2001年12月8日(土)「しんぶん赤旗」

日本共産党国会議員団総会での

志位委員長のあいさつ

(大要)


 日本共産党の志位委員長が、七日の議員団総会で行ったあいさつ(大要)は次の通りです。


同時テロ、報復戦争−−国際的働きかけ、九条守る両面での奮闘

 みなさん、ご苦労さまでした。閉会日にあたりまして、ごあいさつを申し上げます。(拍手)

 今度の国会というのは、同時多発テロと軍事報復という大きな国際的危機のただなかで開かれました。

 私たちはこの事態に対して、国際的な働きかけという点でも、憲法九条を守るたたかいという点でも、両面での奮闘をしました。その奮闘は全体として、非常に先駆的で、値うちが光ったと考えます。

 国際的な働きかけという点では、わが党は、二つの書簡を各国政府首脳にあてて送りました。それから、パキスタンに緒方靖夫参院議員を団長とする国会議員団の調査団を派遣しました。私は、これらは、今後に生きてくる大事な意義を持つものだと思います。

米軍の報復戦争はどういう事態をもたらしたか

 アフガンの情勢は、タリバンの支配が崩壊して、暫定政権の樹立に向かって動くという新しい局面に来ています。同時に、米軍などによる報復戦争がどういう事態をもたらしているのかということについて、私は二つの重大な問題を指摘しなければなりません。

罪なき民間人に多大な犠牲

 第一は、アフガンの罪なき民間の人々に多大な犠牲を強いたという点であります。この事実は消すことができません。そしてこれが新たな憎しみを生み出し、テロの新しい土壌をつくりだす危険を否定することもできません。

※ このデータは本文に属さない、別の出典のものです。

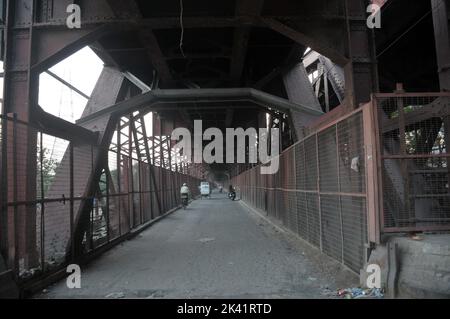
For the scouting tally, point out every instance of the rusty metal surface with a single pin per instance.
(320, 191)
(414, 141)
(37, 232)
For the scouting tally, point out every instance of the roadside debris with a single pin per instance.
(359, 293)
(116, 295)
(206, 240)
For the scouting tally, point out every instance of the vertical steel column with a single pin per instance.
(119, 180)
(441, 22)
(71, 181)
(361, 74)
(20, 97)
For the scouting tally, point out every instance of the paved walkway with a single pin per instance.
(215, 248)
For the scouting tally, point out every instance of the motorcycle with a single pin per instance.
(184, 201)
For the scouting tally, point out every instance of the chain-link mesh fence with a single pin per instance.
(319, 191)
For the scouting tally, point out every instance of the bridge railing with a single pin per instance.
(413, 131)
(381, 169)
(321, 191)
(44, 188)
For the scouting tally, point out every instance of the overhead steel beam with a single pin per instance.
(152, 98)
(130, 9)
(70, 86)
(242, 36)
(304, 39)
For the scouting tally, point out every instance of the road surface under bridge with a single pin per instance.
(215, 248)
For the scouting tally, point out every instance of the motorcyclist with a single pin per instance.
(184, 191)
(231, 192)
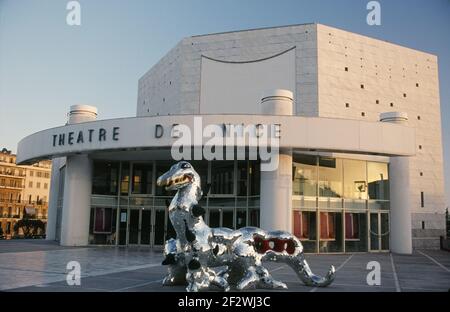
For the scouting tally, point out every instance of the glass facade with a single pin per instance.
(127, 208)
(340, 205)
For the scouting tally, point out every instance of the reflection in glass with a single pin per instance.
(330, 232)
(254, 217)
(305, 229)
(142, 178)
(304, 176)
(125, 178)
(222, 175)
(355, 180)
(214, 218)
(146, 226)
(355, 232)
(161, 168)
(201, 166)
(242, 178)
(160, 216)
(330, 177)
(105, 178)
(241, 218)
(378, 180)
(254, 177)
(384, 219)
(374, 233)
(133, 227)
(227, 218)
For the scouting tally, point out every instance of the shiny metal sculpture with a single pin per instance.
(236, 255)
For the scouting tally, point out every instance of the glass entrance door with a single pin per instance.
(146, 227)
(133, 227)
(221, 218)
(379, 231)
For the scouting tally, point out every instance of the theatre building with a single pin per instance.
(360, 165)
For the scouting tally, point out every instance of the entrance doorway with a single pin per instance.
(379, 231)
(145, 227)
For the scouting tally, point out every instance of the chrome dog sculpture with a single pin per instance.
(237, 255)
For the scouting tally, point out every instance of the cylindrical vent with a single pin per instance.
(277, 102)
(82, 113)
(395, 117)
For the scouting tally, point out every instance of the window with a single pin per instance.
(330, 177)
(378, 180)
(142, 178)
(242, 184)
(355, 185)
(304, 175)
(327, 225)
(352, 225)
(105, 178)
(305, 225)
(222, 177)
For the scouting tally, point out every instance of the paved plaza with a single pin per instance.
(38, 265)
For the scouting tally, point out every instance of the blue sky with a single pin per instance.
(46, 65)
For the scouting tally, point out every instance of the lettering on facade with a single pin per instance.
(84, 136)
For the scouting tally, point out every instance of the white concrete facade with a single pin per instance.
(340, 84)
(338, 74)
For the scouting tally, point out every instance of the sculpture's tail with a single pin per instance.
(303, 271)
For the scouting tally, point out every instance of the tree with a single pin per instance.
(30, 227)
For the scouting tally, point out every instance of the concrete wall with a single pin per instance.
(388, 72)
(242, 46)
(394, 78)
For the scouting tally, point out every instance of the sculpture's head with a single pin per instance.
(179, 176)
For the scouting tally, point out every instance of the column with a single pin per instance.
(77, 187)
(77, 201)
(53, 200)
(400, 199)
(276, 186)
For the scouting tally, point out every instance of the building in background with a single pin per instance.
(24, 191)
(361, 167)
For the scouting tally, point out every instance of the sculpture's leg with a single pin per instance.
(303, 271)
(176, 276)
(249, 280)
(221, 282)
(267, 281)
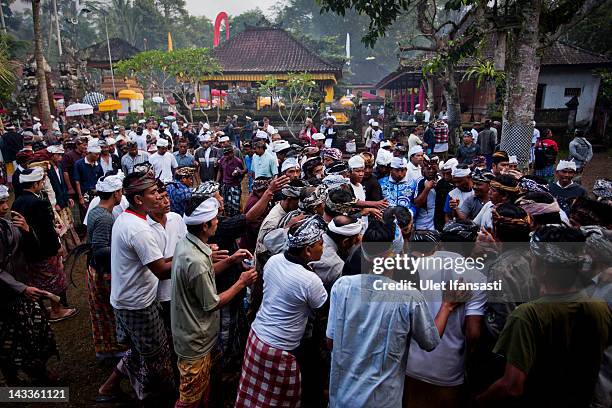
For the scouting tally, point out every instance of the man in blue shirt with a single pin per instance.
(179, 192)
(183, 158)
(87, 171)
(396, 189)
(264, 162)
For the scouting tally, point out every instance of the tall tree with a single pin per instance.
(43, 96)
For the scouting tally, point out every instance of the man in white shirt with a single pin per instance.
(442, 370)
(291, 292)
(163, 162)
(168, 228)
(416, 156)
(137, 265)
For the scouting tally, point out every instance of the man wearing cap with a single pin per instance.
(281, 320)
(231, 172)
(100, 222)
(70, 158)
(397, 189)
(182, 156)
(500, 162)
(45, 267)
(179, 192)
(462, 180)
(163, 162)
(486, 141)
(206, 158)
(196, 303)
(108, 161)
(414, 165)
(564, 189)
(468, 149)
(87, 171)
(137, 265)
(133, 158)
(264, 162)
(56, 178)
(471, 206)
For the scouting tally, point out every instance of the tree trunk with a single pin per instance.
(522, 71)
(43, 96)
(453, 108)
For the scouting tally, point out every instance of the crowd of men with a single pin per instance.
(230, 267)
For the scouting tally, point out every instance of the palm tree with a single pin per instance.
(43, 96)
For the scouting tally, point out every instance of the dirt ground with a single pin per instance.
(78, 366)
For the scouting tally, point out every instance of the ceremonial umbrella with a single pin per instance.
(109, 105)
(93, 98)
(79, 109)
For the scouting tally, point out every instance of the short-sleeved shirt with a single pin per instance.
(558, 342)
(195, 322)
(444, 366)
(87, 174)
(371, 331)
(163, 165)
(291, 291)
(133, 246)
(167, 237)
(228, 166)
(184, 159)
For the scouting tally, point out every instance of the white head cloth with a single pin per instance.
(348, 230)
(36, 174)
(261, 135)
(458, 172)
(449, 164)
(356, 162)
(110, 184)
(318, 136)
(289, 163)
(566, 165)
(414, 150)
(399, 163)
(93, 146)
(281, 145)
(206, 211)
(55, 149)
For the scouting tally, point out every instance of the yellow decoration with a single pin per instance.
(109, 105)
(329, 93)
(127, 94)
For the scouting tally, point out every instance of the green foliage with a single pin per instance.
(292, 96)
(484, 71)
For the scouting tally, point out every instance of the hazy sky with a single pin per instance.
(211, 8)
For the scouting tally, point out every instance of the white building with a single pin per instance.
(569, 71)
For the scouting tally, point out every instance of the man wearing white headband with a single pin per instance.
(341, 236)
(291, 168)
(415, 155)
(163, 163)
(463, 190)
(564, 189)
(45, 257)
(196, 303)
(396, 188)
(281, 319)
(100, 222)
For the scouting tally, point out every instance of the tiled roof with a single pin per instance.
(120, 50)
(564, 54)
(269, 50)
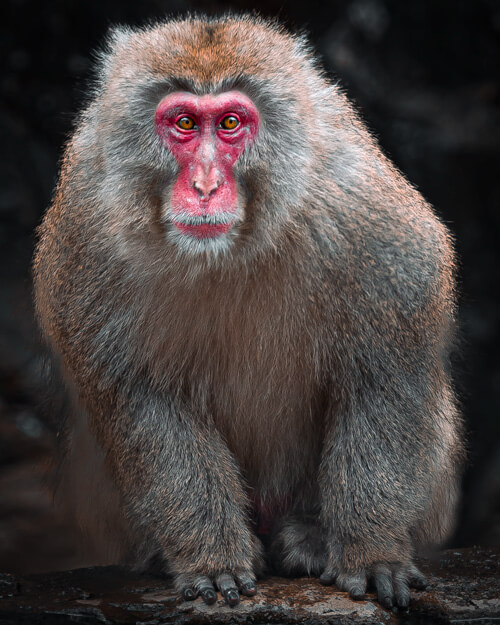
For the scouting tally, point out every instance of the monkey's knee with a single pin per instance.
(298, 547)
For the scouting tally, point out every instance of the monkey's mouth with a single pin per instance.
(205, 230)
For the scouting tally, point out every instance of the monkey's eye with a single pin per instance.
(230, 122)
(185, 123)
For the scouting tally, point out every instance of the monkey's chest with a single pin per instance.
(264, 402)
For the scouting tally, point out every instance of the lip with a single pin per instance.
(203, 231)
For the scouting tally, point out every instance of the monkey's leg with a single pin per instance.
(299, 546)
(382, 459)
(181, 485)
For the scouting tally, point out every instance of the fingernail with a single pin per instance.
(232, 597)
(188, 594)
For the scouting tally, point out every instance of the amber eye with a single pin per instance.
(230, 122)
(185, 123)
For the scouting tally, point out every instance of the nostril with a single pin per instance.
(206, 187)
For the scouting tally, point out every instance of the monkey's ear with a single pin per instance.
(118, 37)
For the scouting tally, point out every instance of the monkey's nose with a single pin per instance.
(206, 185)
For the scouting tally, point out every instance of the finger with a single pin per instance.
(416, 578)
(355, 585)
(184, 585)
(383, 584)
(205, 589)
(327, 578)
(188, 594)
(246, 582)
(401, 589)
(228, 589)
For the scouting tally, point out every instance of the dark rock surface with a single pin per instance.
(464, 587)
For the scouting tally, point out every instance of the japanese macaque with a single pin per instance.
(254, 311)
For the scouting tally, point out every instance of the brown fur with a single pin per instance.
(305, 367)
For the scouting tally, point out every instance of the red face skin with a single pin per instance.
(205, 187)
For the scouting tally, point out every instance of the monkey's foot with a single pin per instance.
(298, 548)
(392, 581)
(230, 585)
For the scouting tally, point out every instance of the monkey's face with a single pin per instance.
(206, 135)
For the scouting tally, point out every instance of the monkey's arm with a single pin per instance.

 きのう(六日)の東京新聞の夕刊をみていましたら、「クラスター不発弾、残る脅威」、「新生アフガンに“黄色い悪魔”」という記事が一面トップです。わが党の議員団も、この非人道的殺傷兵器について、大いに追及したわけでありますけれども、将来にわたってアフガンの国民に深刻な脅威をあたえ続ける事態をつくりだした。

 私は、どういう攻撃が行われ、どれだけの犠牲者が出ているのか、そのことについて、国際的にも厳しい究明が必要だと考えるものであります。

乱暴な論理に便乗――イスラエルの暴走

 第二の点は、“「テロへの対抗」といえばどのようなことでも許される”という危険を、国際政治に持ち込んでいるということです。

 一方で、米軍による戦争の大規模化、すなわちイラクをはじめとする他の国々に対して戦争を広げていくということが強く懸念されています。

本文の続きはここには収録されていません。